By establishing a global or local markdown instruction file (such as agents.mmd, claude.mmd, or gemini.md), users can create a self-correcting prompt architecture. When an agent experiences a failure, hits a bug, or receives explicit user correction, it is instructed to automatically write a clear imperative rule to the bottom of the instruction file (e.g., 'Never generate dark-mode UI' because 'the user prefers clean white minimalist aesthetics'). This allows historical learnings to accumulate across independent sessions, steadily driving down the agent's error rate.

Stochastic consensus and chat room debates leverage model variance to generate highly refined strategic solutions.

Rather than relying on a single, linear query, developers can exploit the statistical stochasticity of LLMs. In Stochastic Multi-Agent Consensus, a parent agent spawns multiple parallel sub-agents with slight prompt variations to map the response 'search space,' analyzing outcomes based on median, mode, and outliers. Similarly, Agent Chat Rooms group role-playing sub-agents (systems thinker, pragmatist, contrarian, user advocate, and edge-case finder) to debate a problem round-robin, sharpening ideas through direct challenge before delivering a synthesized report.

Sustainable agent deployment requires managing context degradation and token budgets using strategic abstraction patterns.

As conversation context approaches limits, model accuracy degrades, leading to dropped tool calls and lost details. Advanced architectures handle this via auto-compaction and the Iceberg Technique—statically loading only essential system rules, memory, and task states while abstracting deep files, history, and internet searches behind tools (GP, Glob, Web Fetch, and Read). Combined with the 60/30/10 rule (allocating 60% of simple tasks to cheap models, 30% to mid-tier, and 10% to premium routers), operators can drop operational token costs by up to 60% without quality losses.

Sections

Course Overview and Multi-Chrome Demo

The course is designed for both personal and business use without requiring prior programming experience.

The instructor shares that they teach over 2,000 people and run a business generating over $4 million annually using AI agents. No formal computer science degree is necessary, as everything they learned was derived from free resources. This course is platform-agnostic, focusing on the architectural methodologies underlying Codeex, Claude Code, and Google's Anti-gravity.
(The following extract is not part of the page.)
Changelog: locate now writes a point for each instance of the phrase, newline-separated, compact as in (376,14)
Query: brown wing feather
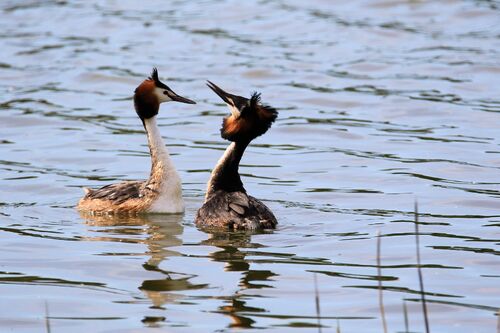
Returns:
(235,210)
(118,193)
A live demo showcases five automated Chrome browser instances filling out contact forms in parallel.

The instructor demonstrates how to parallelize lead-outreach efforts using multiple Claude Code sub-agents. These agents independently open their own Chrome browsers, navigate to target website contact pages, extract contact forms, dynamically map out the input fields (first name, last name, email), generate a personalized outreach message based on context, and submit the form—massively scaling outreach throughput.

Parallel processing minimizes the limitations of lower model accuracy compared to manual human iteration.

Though individual AI agents may lack the pinpoint, one-shot accuracy of a expert human developer, they dominate in execution speed. By parallelizing workflows—running dozens of instances of themselves simultaneously to test multiple unique paths—agents can iterate repeatedly until a high-quality, verified solution is found, outpacing manual labor.

The Core Agent Loop and System Components

The core agent workflow relies on a continuous loop of observation, reasoning, action, and feedback.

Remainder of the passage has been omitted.